Personal genome project results for an individual, returned by a for-profit sequencing company
As long as
*_2.fq
files end in/2
, this looks fine to me.Thanks for clarifying.

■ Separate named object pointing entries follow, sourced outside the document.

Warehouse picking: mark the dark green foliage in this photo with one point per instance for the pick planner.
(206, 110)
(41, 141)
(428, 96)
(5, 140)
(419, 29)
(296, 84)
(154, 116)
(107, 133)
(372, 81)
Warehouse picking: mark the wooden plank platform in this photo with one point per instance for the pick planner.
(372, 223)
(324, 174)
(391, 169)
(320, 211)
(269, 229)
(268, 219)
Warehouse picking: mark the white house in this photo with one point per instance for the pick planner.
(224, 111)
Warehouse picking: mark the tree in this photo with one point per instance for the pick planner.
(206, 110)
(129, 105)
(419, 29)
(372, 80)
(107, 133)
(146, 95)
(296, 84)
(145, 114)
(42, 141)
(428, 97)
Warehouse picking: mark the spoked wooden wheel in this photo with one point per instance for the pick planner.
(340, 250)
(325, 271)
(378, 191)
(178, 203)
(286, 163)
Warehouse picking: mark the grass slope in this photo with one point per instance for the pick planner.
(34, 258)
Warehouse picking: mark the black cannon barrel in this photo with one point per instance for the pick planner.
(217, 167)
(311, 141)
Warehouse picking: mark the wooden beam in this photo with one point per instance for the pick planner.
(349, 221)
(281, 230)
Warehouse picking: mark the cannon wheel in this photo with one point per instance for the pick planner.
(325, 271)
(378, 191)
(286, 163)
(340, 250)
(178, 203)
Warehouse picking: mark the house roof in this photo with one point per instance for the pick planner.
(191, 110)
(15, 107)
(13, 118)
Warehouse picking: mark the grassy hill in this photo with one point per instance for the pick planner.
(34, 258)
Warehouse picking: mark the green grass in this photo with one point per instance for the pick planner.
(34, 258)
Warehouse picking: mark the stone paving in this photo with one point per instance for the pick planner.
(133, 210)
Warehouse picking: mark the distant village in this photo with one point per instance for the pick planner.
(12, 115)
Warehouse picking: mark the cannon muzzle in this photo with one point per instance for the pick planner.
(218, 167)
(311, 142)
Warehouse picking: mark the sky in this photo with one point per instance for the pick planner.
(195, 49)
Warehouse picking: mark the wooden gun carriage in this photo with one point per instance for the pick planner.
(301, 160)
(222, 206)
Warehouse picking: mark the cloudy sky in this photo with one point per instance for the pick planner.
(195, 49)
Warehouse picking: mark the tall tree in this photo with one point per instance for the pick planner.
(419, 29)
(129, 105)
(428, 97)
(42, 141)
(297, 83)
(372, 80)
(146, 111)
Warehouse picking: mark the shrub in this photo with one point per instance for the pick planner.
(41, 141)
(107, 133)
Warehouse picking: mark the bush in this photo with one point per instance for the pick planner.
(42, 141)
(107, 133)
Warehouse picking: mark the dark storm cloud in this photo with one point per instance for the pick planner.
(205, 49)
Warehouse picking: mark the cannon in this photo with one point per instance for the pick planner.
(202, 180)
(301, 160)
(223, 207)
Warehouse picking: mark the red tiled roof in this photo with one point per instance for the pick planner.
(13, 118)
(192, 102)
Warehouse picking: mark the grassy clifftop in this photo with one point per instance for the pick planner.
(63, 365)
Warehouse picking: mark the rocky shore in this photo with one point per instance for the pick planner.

~1 month ago, I had started the GATK variant analyses pipeline with step #1 : converting FASTQ to uBAM format, and an early step failed (can't remember which one off the top of my head, and those notes are hiding somewhere), and
so I had started to wonder if the FASTQ headers may be the reason, and consequently whether I should add back in any missing info to the headers and /or modify their format, such as introducing ':' delimiters between parts of the FASTQ header that look like specific expected header components like machine #, lane # etc.
Anyways, thanks again, and I'll ping the forum again should any failed step looked like it was FASTQ header induced.